Yes, BOSH brings them up in parallel, 10 at a time. The CPI copies from the standard => premium the first time, and it's supposed to make the other 9 threads wait till the copy is done.

AbelHu commented 8 years ago

@dsboulder You can see the error Failed creating missing vms > nfs_server/0 (6333e37a-da76-48c1-a849-8df87fc93886): Unknown CPI error 'Unknown' with message 'execution expired' (00:05:09). Could you send the debug log with the error detail to me?

dsboulder commented 8 years ago

I sent the debug logs in an email to you. Thanks!

AbelHu commented 8 years ago

@dsboulder With the help of support team, we find that that storage account psomsept21a failed to handle requests because of 'client errors'. Support team wants to get the name of the BOSH director VM for advanced investigation. Could you provide it?

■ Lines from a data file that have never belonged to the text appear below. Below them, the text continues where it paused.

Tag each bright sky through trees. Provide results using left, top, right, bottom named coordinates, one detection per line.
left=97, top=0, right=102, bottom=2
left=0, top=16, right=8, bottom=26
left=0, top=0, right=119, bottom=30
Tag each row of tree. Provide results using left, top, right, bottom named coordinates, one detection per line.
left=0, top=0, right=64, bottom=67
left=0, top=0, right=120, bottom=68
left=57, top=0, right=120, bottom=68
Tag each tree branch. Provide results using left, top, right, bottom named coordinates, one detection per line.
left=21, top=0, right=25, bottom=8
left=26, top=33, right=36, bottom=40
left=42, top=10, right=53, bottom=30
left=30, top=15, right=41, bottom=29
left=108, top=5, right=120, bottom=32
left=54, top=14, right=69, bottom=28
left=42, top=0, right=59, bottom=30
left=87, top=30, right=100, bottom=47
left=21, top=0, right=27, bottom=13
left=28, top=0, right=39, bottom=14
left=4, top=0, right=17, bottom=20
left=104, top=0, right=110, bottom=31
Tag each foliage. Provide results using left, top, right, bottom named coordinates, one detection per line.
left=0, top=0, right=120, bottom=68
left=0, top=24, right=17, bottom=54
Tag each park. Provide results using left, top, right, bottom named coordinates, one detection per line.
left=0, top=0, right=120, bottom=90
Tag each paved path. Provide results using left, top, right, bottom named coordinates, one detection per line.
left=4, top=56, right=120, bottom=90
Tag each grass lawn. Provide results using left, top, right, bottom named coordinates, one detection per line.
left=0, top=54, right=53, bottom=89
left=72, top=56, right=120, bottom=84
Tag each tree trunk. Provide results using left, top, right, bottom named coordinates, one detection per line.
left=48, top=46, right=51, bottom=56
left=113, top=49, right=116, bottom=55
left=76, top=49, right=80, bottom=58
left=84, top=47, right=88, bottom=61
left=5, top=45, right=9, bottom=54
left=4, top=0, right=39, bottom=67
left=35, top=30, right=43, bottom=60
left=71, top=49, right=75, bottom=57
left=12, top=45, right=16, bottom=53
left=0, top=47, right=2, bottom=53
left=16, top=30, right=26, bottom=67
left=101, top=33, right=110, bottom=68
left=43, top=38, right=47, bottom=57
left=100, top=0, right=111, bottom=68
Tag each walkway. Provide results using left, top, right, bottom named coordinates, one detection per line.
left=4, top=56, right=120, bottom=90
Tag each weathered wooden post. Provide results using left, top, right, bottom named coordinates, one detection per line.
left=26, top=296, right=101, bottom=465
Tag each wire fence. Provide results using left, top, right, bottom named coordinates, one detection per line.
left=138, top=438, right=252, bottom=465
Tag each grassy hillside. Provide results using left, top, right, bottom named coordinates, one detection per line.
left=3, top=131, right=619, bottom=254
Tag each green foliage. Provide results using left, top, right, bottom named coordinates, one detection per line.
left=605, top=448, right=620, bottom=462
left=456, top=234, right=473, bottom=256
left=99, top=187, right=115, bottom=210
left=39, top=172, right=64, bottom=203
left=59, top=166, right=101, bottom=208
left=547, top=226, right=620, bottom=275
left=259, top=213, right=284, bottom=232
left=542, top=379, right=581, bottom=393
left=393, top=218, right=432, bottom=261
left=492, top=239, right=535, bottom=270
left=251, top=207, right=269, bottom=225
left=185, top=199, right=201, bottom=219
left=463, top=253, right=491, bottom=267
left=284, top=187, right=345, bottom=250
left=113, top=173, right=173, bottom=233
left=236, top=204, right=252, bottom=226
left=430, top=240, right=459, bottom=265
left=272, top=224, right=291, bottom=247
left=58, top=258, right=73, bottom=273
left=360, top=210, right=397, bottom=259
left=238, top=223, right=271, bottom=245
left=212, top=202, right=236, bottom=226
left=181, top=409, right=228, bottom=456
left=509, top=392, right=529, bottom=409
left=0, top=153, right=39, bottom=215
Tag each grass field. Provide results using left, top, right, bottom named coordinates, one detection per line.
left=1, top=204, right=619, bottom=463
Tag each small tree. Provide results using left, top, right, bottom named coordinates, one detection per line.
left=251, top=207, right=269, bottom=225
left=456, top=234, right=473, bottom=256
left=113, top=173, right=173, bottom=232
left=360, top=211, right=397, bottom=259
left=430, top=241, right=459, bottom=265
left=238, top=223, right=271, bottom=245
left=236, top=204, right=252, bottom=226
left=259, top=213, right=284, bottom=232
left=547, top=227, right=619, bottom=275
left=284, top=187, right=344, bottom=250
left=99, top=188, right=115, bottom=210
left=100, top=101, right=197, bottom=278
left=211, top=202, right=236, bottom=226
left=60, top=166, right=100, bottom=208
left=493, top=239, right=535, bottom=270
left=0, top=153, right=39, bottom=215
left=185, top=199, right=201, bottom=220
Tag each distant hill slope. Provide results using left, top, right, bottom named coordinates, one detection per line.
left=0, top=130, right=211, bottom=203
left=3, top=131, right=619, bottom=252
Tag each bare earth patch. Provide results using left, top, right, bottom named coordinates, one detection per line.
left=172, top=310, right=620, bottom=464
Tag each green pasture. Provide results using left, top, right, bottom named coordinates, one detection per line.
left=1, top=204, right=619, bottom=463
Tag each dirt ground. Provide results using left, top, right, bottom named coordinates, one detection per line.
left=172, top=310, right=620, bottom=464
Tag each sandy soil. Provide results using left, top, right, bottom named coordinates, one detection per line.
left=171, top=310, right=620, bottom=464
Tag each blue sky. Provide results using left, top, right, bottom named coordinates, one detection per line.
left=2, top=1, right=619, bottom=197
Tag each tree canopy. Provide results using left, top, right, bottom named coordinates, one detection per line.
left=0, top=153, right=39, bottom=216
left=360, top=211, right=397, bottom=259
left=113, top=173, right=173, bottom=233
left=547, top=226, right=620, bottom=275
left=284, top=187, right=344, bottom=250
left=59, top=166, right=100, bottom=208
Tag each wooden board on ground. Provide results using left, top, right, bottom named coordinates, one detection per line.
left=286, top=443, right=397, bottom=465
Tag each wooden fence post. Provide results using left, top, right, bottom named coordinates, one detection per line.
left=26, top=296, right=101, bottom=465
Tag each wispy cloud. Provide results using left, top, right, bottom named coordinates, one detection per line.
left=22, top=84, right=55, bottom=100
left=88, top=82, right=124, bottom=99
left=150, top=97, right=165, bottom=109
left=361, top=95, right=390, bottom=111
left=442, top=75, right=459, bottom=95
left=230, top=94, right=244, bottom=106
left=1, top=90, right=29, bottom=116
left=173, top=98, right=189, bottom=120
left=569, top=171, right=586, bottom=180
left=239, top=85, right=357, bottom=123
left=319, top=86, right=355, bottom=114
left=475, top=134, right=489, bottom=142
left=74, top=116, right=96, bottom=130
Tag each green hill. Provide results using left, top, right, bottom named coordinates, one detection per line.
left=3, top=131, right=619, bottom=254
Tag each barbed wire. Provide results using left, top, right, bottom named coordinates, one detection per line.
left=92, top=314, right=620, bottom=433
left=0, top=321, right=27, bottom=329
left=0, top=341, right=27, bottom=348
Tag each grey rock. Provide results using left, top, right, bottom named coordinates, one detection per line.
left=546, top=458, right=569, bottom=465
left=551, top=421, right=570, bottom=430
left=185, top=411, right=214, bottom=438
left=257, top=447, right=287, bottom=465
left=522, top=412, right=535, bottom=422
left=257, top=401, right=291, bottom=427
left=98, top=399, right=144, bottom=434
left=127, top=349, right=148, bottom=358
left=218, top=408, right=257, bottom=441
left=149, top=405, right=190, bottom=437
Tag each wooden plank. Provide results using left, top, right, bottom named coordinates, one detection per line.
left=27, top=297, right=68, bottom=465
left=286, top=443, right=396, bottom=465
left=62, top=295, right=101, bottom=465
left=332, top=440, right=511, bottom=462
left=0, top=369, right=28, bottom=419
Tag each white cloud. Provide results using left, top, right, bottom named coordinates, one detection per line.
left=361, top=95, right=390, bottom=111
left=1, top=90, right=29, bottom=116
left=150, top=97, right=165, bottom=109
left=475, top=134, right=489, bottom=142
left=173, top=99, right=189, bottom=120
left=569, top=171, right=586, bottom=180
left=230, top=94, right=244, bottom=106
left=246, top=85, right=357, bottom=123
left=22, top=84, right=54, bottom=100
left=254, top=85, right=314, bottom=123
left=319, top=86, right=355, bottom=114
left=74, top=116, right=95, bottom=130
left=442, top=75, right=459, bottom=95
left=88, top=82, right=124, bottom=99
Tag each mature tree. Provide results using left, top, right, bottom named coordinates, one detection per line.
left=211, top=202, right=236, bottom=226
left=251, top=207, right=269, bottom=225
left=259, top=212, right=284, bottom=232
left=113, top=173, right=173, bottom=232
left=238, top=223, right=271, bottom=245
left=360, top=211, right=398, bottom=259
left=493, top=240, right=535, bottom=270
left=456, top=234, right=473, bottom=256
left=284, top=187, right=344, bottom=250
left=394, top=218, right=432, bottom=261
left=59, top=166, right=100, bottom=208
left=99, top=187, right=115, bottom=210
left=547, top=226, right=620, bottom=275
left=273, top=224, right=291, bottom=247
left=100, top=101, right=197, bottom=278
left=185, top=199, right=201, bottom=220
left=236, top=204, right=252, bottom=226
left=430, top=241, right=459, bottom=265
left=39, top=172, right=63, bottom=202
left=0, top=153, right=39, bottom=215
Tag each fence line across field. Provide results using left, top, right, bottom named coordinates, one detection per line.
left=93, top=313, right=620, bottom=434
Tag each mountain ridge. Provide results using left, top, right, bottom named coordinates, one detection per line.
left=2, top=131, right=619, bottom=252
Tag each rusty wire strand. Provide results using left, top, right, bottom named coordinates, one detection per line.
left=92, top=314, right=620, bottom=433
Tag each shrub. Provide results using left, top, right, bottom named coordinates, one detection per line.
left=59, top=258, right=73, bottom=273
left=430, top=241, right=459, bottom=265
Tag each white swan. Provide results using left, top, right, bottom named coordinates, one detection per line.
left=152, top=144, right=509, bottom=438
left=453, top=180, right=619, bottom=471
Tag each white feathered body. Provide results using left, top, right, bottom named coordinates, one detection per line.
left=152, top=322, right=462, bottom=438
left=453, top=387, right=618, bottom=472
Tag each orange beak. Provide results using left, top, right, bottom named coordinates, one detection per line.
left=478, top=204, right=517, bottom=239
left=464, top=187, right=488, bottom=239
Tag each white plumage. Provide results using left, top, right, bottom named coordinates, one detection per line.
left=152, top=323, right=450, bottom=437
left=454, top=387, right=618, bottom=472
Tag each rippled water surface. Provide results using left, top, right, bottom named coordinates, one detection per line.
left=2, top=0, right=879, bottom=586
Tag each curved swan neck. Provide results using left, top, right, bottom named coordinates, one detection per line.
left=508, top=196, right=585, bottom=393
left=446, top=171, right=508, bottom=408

AbelHu commented 8 years ago

@dsboulder Could you provide the name of the BOSH director VM? I need to reply support team.

AbelHu commented 8 years ago

@dsboulder Azure support team found that this was caused by client errors. But without the information in the BOSH director VM, they cannot investigate this issue. Close it for now. Please reactive it if you can hit it again.